病室を覗いているなんて怪しい奴だと思ったに違いない。
『あの…その………』
俺はまともな言い訳の一つも考えつかなかった。
『この部屋はダメよ。』
看護士さんは小さな声でそう言うと、俺がわずかに開けた扉をそっと閉めた。
『別の場所で話しましょうか。』
別の場所……
どこに連れて行かれるのだろう。
警察…って事はさすがにないだろう。
子どもが覗いただけだし。
でも施設に連絡されたら……?
犯罪者の息子が、被害者を見ていた。
なんて連絡されたら……
俺は二度と母の見舞いには来れなくなってしまうんじゃないだろうか。
それだけは…それだけは……
俺は震える手をギュッと握りしめ、看護士さんの後をついて歩いた。
そして連れてこられた場所は……
風の吹き抜ける、気持ちがよい中庭だった。
『ごめんなさいね、こんな所まで連れてきてしまって。』
『あ…いえ。』
『あなた凛ちゃんのお友達?』
『え?あっ、はい。』
看護士さんは俺を見て、一ノ瀬凛の友達だと誤解したのだろう。
俺もとっさに“はい”などと言ってしまった。
まあ、この場を切り抜くには仕方なかったと割り切るしかない。
『凛ちゃんは隣の部屋だったのよ。』
『そうなんですね、すいません。一ノ瀬…って書いてあったから、つい。』
『あそこは弟の郁君の病室よ。』
弟……。
もう一人の被害者は彼女の弟だったのだ。
一ノ瀬郁……。
『でも、まだお見舞いには来ないでくれるかな?』
『……どうして?』
『まだ二人とも体調が戻ってないの。ゆっくりさせてあげて。
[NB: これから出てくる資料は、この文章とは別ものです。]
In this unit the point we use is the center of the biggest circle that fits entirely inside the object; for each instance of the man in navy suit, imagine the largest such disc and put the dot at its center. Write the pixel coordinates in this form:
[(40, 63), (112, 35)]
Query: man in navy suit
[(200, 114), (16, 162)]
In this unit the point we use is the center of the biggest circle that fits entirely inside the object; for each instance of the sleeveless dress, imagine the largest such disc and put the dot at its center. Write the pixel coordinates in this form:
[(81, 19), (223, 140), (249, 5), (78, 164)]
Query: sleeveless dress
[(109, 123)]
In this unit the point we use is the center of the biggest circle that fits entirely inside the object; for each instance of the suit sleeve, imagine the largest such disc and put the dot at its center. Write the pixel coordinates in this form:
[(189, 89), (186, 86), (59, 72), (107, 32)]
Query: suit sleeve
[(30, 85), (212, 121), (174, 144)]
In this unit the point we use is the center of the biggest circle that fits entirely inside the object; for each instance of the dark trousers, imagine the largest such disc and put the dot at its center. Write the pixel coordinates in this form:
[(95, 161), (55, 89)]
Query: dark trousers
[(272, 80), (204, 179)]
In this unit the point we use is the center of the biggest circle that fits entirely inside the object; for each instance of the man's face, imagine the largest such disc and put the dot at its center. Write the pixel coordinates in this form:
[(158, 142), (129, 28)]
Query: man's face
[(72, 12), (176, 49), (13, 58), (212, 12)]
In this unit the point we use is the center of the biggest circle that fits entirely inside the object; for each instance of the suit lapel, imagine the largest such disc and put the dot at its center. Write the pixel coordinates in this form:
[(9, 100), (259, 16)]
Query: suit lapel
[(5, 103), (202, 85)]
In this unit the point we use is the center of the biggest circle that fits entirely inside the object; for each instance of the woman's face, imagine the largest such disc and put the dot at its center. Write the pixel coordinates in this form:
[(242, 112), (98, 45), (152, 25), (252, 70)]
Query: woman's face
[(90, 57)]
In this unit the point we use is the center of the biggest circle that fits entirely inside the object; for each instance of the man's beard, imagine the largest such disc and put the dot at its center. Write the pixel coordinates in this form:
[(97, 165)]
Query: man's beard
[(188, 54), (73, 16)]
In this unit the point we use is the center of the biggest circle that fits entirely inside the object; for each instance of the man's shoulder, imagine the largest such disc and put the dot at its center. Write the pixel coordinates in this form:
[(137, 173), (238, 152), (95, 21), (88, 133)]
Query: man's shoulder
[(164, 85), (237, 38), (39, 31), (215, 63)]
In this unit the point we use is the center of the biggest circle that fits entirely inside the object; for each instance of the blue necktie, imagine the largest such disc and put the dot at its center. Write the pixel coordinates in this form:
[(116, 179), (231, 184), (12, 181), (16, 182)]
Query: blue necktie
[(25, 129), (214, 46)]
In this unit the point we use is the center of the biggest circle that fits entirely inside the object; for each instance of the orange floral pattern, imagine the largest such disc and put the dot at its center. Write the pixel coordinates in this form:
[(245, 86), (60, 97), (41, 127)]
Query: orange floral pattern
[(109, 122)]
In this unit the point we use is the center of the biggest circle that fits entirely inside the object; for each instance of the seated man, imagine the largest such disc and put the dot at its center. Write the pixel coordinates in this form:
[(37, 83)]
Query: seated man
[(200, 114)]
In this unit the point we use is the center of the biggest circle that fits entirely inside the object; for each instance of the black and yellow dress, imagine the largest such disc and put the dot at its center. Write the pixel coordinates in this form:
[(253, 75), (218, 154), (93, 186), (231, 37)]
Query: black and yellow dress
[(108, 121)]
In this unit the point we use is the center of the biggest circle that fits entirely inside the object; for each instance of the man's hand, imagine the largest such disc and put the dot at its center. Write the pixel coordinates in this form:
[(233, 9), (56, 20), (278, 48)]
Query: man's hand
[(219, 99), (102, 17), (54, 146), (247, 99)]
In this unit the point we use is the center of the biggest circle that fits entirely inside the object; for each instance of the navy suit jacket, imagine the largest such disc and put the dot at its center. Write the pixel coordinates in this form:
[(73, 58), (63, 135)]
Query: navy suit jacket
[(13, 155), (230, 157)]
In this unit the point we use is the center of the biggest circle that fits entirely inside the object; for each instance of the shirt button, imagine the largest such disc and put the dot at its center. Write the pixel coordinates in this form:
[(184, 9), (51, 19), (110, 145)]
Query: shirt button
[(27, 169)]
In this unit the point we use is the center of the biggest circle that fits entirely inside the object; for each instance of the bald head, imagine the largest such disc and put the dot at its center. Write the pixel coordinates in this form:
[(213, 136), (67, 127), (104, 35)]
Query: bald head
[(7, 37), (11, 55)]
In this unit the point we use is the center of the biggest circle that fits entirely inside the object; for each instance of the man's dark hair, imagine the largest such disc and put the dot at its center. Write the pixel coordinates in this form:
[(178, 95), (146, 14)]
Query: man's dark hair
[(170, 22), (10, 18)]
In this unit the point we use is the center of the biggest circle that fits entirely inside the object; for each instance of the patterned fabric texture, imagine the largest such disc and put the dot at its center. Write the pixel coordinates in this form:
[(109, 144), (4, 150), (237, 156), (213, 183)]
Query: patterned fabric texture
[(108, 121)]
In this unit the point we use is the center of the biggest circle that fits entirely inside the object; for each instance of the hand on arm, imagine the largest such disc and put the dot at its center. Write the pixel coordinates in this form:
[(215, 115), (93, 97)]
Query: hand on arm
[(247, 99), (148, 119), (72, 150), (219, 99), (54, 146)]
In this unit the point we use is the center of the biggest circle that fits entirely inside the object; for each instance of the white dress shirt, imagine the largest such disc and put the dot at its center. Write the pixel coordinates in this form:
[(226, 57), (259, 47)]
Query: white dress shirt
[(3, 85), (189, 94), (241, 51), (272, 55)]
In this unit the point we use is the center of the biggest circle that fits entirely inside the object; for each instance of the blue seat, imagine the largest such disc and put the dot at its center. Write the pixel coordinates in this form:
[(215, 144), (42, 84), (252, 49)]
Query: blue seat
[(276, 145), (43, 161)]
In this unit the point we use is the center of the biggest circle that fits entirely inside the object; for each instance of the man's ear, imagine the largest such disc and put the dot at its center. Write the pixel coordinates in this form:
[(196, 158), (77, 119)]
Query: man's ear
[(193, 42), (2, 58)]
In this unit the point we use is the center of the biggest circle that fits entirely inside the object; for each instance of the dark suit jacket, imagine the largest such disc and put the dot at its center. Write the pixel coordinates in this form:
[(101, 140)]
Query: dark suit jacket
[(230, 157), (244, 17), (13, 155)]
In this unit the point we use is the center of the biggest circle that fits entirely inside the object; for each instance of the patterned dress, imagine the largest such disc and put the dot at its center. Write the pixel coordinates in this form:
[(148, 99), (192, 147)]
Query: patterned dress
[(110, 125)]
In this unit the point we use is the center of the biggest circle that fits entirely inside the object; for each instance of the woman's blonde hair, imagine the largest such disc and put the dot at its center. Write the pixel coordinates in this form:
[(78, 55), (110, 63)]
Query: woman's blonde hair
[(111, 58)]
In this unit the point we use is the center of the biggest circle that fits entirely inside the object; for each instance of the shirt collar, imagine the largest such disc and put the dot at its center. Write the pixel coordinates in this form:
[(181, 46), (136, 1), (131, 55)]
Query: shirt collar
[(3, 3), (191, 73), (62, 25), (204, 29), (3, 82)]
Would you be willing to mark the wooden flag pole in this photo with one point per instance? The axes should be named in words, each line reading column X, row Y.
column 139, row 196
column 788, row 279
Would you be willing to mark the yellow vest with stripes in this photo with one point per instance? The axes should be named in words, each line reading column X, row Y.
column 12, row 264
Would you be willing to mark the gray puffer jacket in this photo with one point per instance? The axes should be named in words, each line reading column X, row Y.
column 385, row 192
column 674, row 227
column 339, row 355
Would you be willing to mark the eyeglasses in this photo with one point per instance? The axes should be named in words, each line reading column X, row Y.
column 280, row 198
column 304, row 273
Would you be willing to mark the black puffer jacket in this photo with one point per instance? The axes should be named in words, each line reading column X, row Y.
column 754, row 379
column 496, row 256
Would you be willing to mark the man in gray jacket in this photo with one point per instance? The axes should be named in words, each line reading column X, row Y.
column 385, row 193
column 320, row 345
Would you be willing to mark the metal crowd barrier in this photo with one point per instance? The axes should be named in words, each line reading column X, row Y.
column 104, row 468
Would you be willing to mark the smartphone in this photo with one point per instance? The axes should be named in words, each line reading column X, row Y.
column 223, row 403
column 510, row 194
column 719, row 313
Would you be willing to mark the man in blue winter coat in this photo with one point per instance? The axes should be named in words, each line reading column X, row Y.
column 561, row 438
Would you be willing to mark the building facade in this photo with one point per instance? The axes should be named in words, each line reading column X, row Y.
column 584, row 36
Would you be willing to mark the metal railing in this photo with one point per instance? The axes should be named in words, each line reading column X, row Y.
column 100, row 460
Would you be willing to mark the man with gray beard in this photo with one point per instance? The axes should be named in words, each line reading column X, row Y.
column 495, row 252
』
体調が戻ってない…?
『郁君はまだ眠ってるの…?』
『え…?』
『だって返事がなくて……』
『…………。』
看護士さんは返答に困っていた。
俺は何か変な事を聞いたのだろうか。
でも、別に看護士さんを困らせたくなくて……
『あ、すいません。俺、もう帰らないと。』
それ以上聞くことをしなかった。
子どもらしい言い訳をして、俺は看護士さんに手を振った。
『気をつけて帰ってね。』
それに聞かない方が自分の為だと…
何故かそう感じていたのだ。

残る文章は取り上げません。